I have read a lot of threads about the TOS with facebook and the issues with people taking pictures. I would like to make them available for people to see them without handing them over. I am looking into online proofing, probably through shootproof or smugmug. I see that smugmug has an option to post galleries to facebook. Does anyone have experience with that and how well it works? I can post a link to my gallery through shootproof as well. Both sites disable right-click which I like. The other thought was to simply create a slideshow that I post to FB. 

I participated in a hydrofoiling event this last weekend at Lake Havasu. Of course, I took a ton of pictures because I was there and I love shooting this sport. My husband and I are really into it.

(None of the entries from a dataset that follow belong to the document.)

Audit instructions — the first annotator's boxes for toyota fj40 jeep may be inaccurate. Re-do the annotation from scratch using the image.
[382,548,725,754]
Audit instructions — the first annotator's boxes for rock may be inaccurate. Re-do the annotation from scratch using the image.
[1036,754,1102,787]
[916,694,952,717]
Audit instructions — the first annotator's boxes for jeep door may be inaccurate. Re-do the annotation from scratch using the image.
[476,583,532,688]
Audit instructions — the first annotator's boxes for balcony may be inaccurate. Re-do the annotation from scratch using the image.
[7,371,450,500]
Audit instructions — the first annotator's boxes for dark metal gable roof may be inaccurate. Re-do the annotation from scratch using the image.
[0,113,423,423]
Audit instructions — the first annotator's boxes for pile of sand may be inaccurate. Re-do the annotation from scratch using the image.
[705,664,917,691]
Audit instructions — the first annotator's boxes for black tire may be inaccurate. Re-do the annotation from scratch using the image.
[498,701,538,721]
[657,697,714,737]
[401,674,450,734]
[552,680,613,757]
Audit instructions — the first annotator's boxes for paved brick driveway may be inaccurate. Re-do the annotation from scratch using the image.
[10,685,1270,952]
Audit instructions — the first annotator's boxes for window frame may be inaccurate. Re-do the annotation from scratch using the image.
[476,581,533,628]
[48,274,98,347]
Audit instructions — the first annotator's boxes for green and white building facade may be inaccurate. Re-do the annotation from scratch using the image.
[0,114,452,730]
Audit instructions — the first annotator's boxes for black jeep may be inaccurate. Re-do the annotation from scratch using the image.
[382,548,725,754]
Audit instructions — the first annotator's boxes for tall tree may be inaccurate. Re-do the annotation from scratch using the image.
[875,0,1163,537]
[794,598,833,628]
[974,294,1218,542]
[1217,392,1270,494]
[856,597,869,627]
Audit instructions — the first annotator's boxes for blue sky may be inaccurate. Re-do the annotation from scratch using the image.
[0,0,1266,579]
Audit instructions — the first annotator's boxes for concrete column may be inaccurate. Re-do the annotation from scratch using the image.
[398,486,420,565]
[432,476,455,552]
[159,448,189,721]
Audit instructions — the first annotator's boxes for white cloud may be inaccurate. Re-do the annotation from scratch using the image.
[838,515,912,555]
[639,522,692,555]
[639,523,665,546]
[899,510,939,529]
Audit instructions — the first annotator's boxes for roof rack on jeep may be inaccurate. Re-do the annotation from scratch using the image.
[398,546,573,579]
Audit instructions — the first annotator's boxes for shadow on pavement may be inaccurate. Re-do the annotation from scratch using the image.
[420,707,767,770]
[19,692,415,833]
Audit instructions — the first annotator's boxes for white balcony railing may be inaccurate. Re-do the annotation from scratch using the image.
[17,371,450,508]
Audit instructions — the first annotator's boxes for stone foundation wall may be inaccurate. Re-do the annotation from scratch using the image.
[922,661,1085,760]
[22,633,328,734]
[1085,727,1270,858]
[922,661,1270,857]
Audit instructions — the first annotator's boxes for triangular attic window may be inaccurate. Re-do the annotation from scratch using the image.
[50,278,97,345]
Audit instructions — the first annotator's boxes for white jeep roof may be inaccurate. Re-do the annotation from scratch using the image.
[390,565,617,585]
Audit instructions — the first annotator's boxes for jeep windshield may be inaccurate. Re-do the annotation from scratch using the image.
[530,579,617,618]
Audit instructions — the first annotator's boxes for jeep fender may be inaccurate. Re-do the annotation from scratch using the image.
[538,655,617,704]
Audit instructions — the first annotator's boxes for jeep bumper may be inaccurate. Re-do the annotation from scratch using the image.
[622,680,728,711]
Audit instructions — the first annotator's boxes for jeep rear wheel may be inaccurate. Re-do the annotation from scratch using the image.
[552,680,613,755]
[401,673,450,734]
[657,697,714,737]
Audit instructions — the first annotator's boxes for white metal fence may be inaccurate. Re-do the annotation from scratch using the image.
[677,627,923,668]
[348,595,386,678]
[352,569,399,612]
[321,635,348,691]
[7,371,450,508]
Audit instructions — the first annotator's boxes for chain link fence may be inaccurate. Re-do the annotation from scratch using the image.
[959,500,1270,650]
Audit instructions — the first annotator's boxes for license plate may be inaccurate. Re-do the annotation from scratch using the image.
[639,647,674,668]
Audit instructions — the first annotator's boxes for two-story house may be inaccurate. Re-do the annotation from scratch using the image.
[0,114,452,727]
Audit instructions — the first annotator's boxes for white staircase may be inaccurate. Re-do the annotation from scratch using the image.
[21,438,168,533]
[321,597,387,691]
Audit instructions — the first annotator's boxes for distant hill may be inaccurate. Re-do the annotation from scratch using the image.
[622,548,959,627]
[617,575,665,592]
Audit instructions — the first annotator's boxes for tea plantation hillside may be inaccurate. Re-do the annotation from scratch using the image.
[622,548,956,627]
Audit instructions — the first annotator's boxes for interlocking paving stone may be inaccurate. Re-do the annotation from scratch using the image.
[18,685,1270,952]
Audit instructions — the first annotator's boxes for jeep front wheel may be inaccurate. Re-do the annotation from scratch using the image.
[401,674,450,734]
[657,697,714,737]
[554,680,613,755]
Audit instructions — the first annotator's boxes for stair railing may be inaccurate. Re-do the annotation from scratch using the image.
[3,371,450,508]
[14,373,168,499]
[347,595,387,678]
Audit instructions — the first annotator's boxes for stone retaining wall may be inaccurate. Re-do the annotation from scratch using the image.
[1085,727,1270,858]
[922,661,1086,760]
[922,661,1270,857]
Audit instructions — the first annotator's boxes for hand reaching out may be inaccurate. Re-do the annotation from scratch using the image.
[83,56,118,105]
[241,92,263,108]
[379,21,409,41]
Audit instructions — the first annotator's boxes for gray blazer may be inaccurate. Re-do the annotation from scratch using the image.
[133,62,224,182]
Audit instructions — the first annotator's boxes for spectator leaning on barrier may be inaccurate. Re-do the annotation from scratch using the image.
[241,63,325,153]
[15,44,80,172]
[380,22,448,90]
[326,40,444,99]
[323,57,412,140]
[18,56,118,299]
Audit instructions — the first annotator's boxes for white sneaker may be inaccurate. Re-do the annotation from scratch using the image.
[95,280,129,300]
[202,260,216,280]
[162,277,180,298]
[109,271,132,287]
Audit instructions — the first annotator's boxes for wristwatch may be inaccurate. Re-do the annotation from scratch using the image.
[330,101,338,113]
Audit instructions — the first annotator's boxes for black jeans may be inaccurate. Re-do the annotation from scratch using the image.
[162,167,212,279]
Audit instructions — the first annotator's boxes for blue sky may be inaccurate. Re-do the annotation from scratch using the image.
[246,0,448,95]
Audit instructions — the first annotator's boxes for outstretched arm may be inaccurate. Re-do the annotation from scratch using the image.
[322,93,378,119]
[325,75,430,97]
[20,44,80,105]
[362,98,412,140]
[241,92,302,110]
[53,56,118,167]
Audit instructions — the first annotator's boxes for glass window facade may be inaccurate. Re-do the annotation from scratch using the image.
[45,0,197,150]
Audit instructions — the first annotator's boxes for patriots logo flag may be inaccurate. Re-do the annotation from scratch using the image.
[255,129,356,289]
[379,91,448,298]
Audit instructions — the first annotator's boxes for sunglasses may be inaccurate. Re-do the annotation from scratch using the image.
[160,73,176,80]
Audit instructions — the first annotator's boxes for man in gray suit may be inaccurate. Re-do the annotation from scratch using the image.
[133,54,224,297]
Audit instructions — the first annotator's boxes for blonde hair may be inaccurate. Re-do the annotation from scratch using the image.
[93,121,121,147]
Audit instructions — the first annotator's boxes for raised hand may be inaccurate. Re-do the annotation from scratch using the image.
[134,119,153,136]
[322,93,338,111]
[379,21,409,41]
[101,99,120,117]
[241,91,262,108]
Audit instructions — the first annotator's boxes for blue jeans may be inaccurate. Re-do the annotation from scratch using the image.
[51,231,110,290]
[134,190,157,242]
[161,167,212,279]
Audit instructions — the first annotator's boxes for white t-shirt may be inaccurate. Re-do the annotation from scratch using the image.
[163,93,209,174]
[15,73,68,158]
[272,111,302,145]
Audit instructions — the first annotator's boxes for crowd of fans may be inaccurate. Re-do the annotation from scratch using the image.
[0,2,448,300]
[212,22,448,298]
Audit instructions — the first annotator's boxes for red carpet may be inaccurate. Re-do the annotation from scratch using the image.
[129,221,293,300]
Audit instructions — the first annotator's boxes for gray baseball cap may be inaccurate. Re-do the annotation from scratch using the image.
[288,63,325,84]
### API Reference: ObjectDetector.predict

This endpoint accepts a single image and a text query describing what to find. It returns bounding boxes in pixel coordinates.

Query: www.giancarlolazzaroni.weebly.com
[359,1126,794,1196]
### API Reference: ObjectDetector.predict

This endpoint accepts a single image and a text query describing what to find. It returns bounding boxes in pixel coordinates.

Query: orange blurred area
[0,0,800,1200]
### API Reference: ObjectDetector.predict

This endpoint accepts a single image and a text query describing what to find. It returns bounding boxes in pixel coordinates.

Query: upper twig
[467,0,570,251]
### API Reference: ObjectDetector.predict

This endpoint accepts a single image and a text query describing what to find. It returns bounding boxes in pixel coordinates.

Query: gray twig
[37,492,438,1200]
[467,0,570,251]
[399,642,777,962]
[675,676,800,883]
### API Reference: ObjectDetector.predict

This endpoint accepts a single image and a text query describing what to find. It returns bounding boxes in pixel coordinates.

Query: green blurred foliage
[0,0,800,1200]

I find that after the event, people expect me to simply post everything to facebook for a free-for-all. While I wasn't specifically "hired" to do this event, I want some control over my photos. I have one amazing shot of a pro-rider silhouetted right in the middle of the sun over the mountain. He's probably 20 feet in the air. It's a money maker for sure if I just figure out the best way to make money.

Any thoughts...


----------



## 2WheelPhoto (Apr 26, 2012)

There are many options to post pics to FB, not only online hosts but also software such as lightroom.  

Once you upload to FB from anywhere, the photo is on their server and their rules/TOS/"anyone can copy" applies.


----------



## CCericola (Apr 26, 2012)

If it is on the internet it can be stolen. Period.


----------



## ShootProof (Jun 18, 2012)

With ShootProof, you can post the link to your gallery, as well as just the "cover" photo (which you can watermark of course), so it will lead people to your photos off of FB, where they are right-click disabled. Any pics online are subject to someone taking a screen shot of them, so make sure to watermark your photos when you're going to post them anywhere online. Check out this suggestion of using the copyright symbol as part of your watermark: 


> *Copyright. Place a copyright symbol in the watermark, and there's no question that others cannot copy the image without your permission. In word processing software, the copyright symbol usually is available using the Insert menu and the Symbol command.*


 Quote from How to Watermark Your Photos - Learn Tips for Watermarking Your Photos


----------